PROJECT SUMMARY
No demographic group is more at risk for the double jeopardy of caregiving stress and hypertension than
African American women caring for a family member with Alzheimer’s disease and related dementias (ADRD).
Both situations lead to reduced quality of life and cardiovascular disease—a complication of uncontrolled
hypertension.1 Maintaining the health of these caregivers is critical to support the well-being of the care
recipients. Although some multi-component interventions have addressed ADRD caregiver's stress and quality
of life, 2,3 gaps remain in targeting interventions to address the complexity of chronic caregiving stress and
hypertension self-care in African American women. This pilot study builds on our earlier work which showed
that stress, blood pressure knowledge, and complex diet information deficits all interfered with older African
American women’s hypertension self-care.4-7 Lifestyle changes (stress management, reducing sodium, eating
fruits/vegetables, and physical activity) are effective in managing hypertension. Our Stage I pilot study is based
on the scientific rationale that we can promote these lifestyle changes by addressing stress reactivity/stress
resilience, the psychological and physiological response of the body to stress, as the underlying mechanism to
facilitate behavioral change. In this way we can improve health outcomes (caregiver stress, quality of life,
cardiovascular disease risk). A small-scale two-group randomized controlled (RCT) pilot study of 28 African
American female caregivers, age 40 and older with hypertension, will be conducted. We will determine the
feasibility and acceptability of Mindfulness in Motion (MIM) plus the Dietary Approaches to Stop Hypertension
(DASH).8 Participants will be randomized to either the MIM DASH7 intervention or the Alzheimer’s Association
Caregiver Training (attention control) in 8 weekly, 1-hour group sessions via telehealth (video and telephone
access).
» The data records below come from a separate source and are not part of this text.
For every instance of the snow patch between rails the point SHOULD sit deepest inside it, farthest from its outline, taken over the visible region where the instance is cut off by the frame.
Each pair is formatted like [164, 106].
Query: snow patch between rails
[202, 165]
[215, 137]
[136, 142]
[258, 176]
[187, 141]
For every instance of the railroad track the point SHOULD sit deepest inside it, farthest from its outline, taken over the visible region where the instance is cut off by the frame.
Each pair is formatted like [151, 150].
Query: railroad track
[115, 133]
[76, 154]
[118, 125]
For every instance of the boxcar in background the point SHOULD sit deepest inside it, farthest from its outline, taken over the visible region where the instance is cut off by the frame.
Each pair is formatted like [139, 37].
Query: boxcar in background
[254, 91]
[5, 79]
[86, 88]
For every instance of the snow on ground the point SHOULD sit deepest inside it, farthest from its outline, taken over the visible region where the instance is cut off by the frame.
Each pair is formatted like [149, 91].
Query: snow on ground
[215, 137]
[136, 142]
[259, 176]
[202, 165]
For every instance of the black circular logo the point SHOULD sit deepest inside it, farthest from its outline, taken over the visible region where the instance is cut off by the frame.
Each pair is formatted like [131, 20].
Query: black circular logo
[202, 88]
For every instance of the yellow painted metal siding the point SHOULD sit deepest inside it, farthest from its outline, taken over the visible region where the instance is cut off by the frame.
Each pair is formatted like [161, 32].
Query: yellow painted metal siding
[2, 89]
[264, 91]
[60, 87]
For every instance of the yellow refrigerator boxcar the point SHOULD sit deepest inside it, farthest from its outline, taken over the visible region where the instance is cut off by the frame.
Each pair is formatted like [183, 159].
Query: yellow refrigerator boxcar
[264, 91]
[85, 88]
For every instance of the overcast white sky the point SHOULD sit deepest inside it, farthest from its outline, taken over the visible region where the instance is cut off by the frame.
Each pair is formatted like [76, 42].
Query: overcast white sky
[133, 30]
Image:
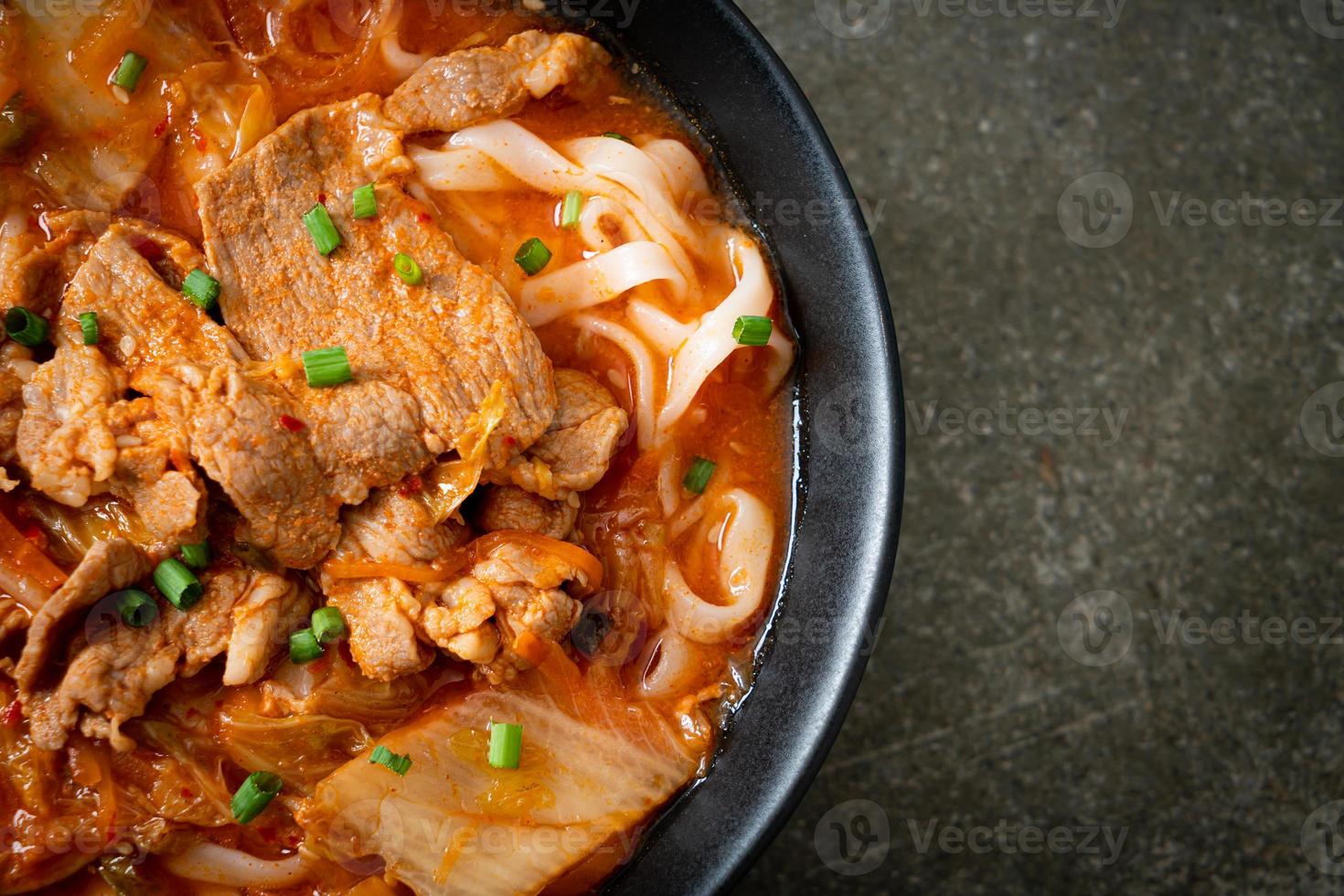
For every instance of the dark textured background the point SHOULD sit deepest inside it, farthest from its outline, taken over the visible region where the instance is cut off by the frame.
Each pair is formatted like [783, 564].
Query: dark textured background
[963, 132]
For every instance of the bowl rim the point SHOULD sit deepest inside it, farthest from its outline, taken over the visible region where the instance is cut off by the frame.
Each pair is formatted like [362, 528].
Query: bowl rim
[752, 832]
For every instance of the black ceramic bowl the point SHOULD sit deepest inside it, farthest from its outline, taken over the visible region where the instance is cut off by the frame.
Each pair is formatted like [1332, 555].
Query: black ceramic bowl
[723, 77]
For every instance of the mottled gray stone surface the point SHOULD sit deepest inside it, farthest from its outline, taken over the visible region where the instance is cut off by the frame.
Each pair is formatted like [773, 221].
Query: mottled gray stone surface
[963, 132]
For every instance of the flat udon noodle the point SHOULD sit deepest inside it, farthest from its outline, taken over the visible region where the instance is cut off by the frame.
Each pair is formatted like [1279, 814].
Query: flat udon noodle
[509, 149]
[746, 541]
[640, 189]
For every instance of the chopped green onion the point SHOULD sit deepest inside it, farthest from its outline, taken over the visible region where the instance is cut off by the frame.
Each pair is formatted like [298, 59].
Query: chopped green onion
[326, 367]
[322, 229]
[25, 326]
[388, 759]
[304, 647]
[200, 288]
[197, 555]
[89, 326]
[699, 475]
[366, 202]
[254, 795]
[179, 584]
[571, 209]
[532, 255]
[752, 331]
[129, 70]
[136, 607]
[408, 269]
[506, 744]
[328, 624]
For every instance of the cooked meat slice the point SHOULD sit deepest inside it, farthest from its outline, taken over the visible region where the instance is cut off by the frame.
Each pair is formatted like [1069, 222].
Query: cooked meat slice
[108, 567]
[366, 434]
[382, 617]
[16, 367]
[459, 620]
[391, 527]
[113, 675]
[271, 473]
[512, 590]
[78, 437]
[262, 620]
[65, 438]
[39, 277]
[445, 341]
[578, 445]
[460, 89]
[508, 507]
[144, 320]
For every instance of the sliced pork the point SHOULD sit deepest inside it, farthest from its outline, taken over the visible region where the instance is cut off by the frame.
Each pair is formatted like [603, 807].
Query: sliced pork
[283, 297]
[464, 88]
[577, 448]
[114, 672]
After completion of the intervention, both groups will receive four bi-monthly follow-up calls over the
12 months. To our knowledge, this is the first study that a) systematically employs one of the Science of
Behavioral Change key mechanisms underlying successful adoption of health behaviors—stress
reactivity/stress resilience9 and b) focuses solely on African American female caregivers of people living with
dementia. The aims are: a) determine the feasibility and acceptability of MIM DASH and Caregiver Training for
African American female caregivers with hypertension; b) explore the impact of MIM DASH as compared to
Caregiving Training on caregiver stress and quality of life; quality of life; and c) investigate the potential
mediation effects of stress reactivity/stress resilience between MIM DASH or Caregiver Training and self-care
behaviors. This pilot will make a substantive contribution to the science of behavior change by identifying basic
mechanisms, in the adoption of healthy behaviors that can be used to implement self-care interventions to
reduce health disparities in African Americans. Study findings will inform the infrastructure for a larger trial.